Short-Term Rental Property Financing for Airbnb Hosts in Lubbock, Texas
Compare DSCR loans, non-QM mortgages, and bridge financing for Airbnb hosts in Lubbock, TX. Find the right loan for your situation in 2026.
Scan the loan types below, find the one that matches where you are right now — buying, refinancing, or pulling cash out — and follow that link to the full guide.
What to Know Before You Choose a Loan
Lubbock's short-term rental market sits in a different underwriting universe than a long-term rental or a primary home purchase. Lenders who specialize in Airbnb financing care most about what the property can earn, not what your pay stub says. That single shift changes which products are available, what rates look like, and what trips borrowers up.
Who each product fits
DSCR loans are the workhorse for most Lubbock Airbnb investors. You qualify on the property's income, not your tax returns. Lenders underwrite against projected or trailing rental revenue and require the income to cover at least 1.25x the monthly debt service. Rates in 2026 run 7.5–9.5% APR, and you'll need 20–25% down. A credit score of 640 gets you in the door; 700 or above gets you toward the lower end of the rate range. Hosts buying their second or third Lubbock property — or expanding into similar markets like Amarillo or Arlington — typically find DSCR the cleanest path.

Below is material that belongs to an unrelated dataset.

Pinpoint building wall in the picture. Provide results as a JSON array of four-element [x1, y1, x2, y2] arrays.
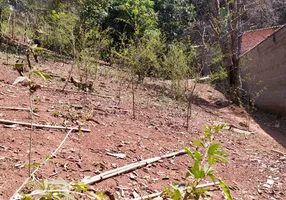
[[241, 26, 286, 115], [241, 27, 278, 54]]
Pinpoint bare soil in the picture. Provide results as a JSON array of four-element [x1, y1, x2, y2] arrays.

Conventional investment property loans work well if your personal income is documentable and your debt-to-income ratio stays under 43–50% of gross monthly income. They price tighter than DSCR products but require full income documentation. If your Airbnb income shows up cleanly on two years of tax returns, conventional is worth running the numbers on first.

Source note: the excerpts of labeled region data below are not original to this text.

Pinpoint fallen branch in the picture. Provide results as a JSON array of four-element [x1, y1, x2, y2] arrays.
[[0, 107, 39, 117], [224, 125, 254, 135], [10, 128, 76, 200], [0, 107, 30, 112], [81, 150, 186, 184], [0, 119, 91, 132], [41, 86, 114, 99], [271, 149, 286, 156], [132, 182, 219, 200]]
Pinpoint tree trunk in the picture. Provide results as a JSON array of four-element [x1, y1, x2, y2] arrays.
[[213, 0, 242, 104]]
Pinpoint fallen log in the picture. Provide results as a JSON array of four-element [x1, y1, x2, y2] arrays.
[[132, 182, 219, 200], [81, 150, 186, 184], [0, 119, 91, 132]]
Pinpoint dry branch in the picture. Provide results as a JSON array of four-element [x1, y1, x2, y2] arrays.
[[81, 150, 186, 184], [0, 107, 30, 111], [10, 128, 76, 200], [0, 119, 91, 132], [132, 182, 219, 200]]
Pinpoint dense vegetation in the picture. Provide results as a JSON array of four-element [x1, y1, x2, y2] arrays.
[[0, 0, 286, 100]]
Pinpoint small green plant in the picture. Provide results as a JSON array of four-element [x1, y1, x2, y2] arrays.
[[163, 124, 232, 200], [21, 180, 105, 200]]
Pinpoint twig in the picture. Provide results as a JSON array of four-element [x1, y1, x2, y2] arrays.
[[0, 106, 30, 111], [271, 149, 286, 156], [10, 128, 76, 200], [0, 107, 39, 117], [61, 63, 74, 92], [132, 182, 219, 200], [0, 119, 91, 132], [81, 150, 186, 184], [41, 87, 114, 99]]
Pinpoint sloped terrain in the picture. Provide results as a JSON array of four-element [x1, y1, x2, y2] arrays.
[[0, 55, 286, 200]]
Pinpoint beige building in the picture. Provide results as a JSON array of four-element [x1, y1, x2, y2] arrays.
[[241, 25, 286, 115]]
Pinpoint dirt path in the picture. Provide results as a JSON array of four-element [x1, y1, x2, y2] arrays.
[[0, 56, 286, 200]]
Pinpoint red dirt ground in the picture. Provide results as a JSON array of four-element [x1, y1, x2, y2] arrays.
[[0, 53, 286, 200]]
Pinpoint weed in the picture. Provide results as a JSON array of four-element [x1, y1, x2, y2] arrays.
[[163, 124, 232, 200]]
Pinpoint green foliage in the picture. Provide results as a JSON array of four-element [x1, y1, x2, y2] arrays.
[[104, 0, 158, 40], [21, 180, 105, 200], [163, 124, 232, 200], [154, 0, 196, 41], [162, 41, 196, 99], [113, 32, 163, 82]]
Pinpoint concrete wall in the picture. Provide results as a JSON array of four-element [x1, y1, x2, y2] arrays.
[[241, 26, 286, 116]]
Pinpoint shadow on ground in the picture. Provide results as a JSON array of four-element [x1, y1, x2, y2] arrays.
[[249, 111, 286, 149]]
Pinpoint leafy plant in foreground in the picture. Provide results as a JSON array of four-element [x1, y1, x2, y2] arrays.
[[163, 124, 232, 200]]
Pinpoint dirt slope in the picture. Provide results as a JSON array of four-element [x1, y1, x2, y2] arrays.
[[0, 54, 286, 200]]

Non-QM bank-statement loans bridge the gap for self-employed hosts whose write-offs suppress taxable income. Lenders review 12 months of bank statements rather than W-2s or tax returns. Expect rates to run 1–2 percentage points above conventional investment loans, and budget 6 months of mortgage payments in liquid reserves — most non-QM lenders require that cushion. Closings typically take 21–30 days once your file is complete.
Bridge loans solve a timing problem: you need to close fast or carry a property through renovation before it's rentable. They carry higher rates and 6–24 month terms, so the exit strategy — usually a refinance into a DSCR loan — has to be clearly mapped before you draw the funds. Hosts doing a buy-renovate-rent strategy in Lubbock, similar to patterns seen in Albuquerque, often use bridge financing to get the property ready before placing it on Airbnb.
Cash-out refinance lets you pull equity from an existing rental to fund the next acquisition. DSCR lenders will requalify the subject property on its current rental income, so solid occupancy history matters. Lenders prefer properties running at 65% occupancy or better when setting rates.
Portfolio loans fit hosts with multiple properties whose combined loan count exceeds conventional guidelines. A single lender holds all the debt, which simplifies management and can unlock blanket-lien structures.
Numbers that separate the options
| Product | Typical Rate (2026) | Min. Down | Key Qualifier |
|---|---|---|---|
| DSCR loan | 7.5–9.5% APR | 20–25% | 1.25x DSCR, 640+ FICO |
| Conventional investment | Market rate | 20% | Full income docs, DTI ≤ 43–50% |
| Non-QM bank-statement | 1–2 pts above conventional | 20–25% | 12 months statements, 6-mo reserves |
| Bridge / hard money | 10–14% typical | Varies | Clear refi exit, short term |
What trips people up
The most common stumbling block is assuming Airbnb income printed on a Schedule E is enough. Many DSCR lenders want to see the income in a dedicated business account or verified through a rental data provider rather than relying solely on tax returns where depreciation has already reduced the number. If you're also considering a rental arbitrage model rather than property ownership, the financing stack looks entirely different — business credit and lease-deposit funding replace mortgage products. For investors who do own the property, the full picture of financing options across both Airbnb and VRBO strategies is worth reviewing alongside the Lubbock short-term rental lending comparison for VRBO and Airbnb hosts before you commit to a product.
Origination fees typically run 1–3% across most of these products. Build that into your acquisition math before you compare quoted rates side by side.